Internal AI

When Agents Can Write Their Own Skills, Retrieval Becomes the Product Boundary

June 25, 202611 min read

I was watching an internal agent solve a task it had never seen before, write down the procedure as a reusable skill, and then reach for that skill on a later run with just enough confidence to make me uncomfortable. The impressive part was not that it could create files, run commands, or commit changes. Plenty of automation can do that. The unnerving part was that agent skill persistence had started to carry its own operating manual forward, and one bad retrieval could turn yesterday's useful shortcut into today's wrong turn.

TL;DR

Agent skill persistence turns retrieval into the product boundary. A self-improving agent can save a solved procedure as a new skill, but the hard engineering problem is deciding when that procedure becomes durable memory, how it is named and indexed, and how the system detects when retrieval selects the wrong skill. The practical answer is to treat skills like versioned product surface: gated creation, constrained retrieval, evaluation loops, and guardrails around tool expansion.

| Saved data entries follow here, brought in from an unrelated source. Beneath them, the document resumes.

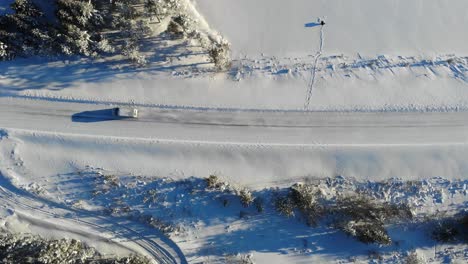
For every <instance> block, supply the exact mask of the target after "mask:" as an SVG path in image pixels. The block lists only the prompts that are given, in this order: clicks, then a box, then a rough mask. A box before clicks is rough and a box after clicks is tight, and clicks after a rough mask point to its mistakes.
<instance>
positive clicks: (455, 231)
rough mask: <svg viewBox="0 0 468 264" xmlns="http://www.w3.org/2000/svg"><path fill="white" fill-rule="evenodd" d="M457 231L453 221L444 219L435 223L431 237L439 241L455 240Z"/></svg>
mask: <svg viewBox="0 0 468 264" xmlns="http://www.w3.org/2000/svg"><path fill="white" fill-rule="evenodd" d="M458 235H459V231H458V229H457V224H456V222H454V221H444V222H441V223H437V224H436V226H435V228H434V230H433V231H432V238H433V239H434V240H436V241H439V242H444V243H446V242H453V241H456V240H457V236H458Z"/></svg>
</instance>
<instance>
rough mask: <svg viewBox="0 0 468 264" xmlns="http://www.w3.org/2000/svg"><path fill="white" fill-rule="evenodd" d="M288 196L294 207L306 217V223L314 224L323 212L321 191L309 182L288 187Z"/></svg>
mask: <svg viewBox="0 0 468 264" xmlns="http://www.w3.org/2000/svg"><path fill="white" fill-rule="evenodd" d="M290 196H291V199H292V201H293V203H294V205H295V207H296V208H298V209H299V211H300V212H301V213H302V214H303V215H304V217H305V218H306V223H307V224H308V225H315V224H316V223H317V221H318V219H319V218H320V217H321V216H323V214H324V213H325V210H324V207H323V203H322V202H321V201H320V199H321V198H322V195H321V191H320V189H319V188H317V187H316V186H313V185H311V184H294V185H293V186H292V187H291V189H290Z"/></svg>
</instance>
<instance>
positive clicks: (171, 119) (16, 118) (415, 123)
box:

The argument I would now make plainly is this: once agents can write their own skills, the product is no longer the tool list. The product is the retrieval lifecycle around the skills.

That sounds abstract until the first misfire. A task arrives. The agent searches its saved skills. It finds something with overlapping words. It loads the wrong procedure, then uses real tools with fake relevance. The agent is not broken in the obvious way. It is worse: it is locally competent while globally misrouted. That is how a system gets expensive without first looking stupid.

Where agent skill persistence moved the boundary

The first version of the agent was simple enough to reason about. It had code execution, file access, and Git actions. Give it a novel task, and it could inspect the workspace, run a command, edit a file, and record what happened. The new step was persistence: after solving a task, it could save the procedure as a skill so future runs did not rediscover the same workflow from scratch.

That is a useful capability. It is also a category change.

Before skill persistence, the main question was whether the agent could execute a requested operation safely. After skill persistence, the question became whether the agent should remember the operation at all. A saved skill is not just a note. It is future control flow.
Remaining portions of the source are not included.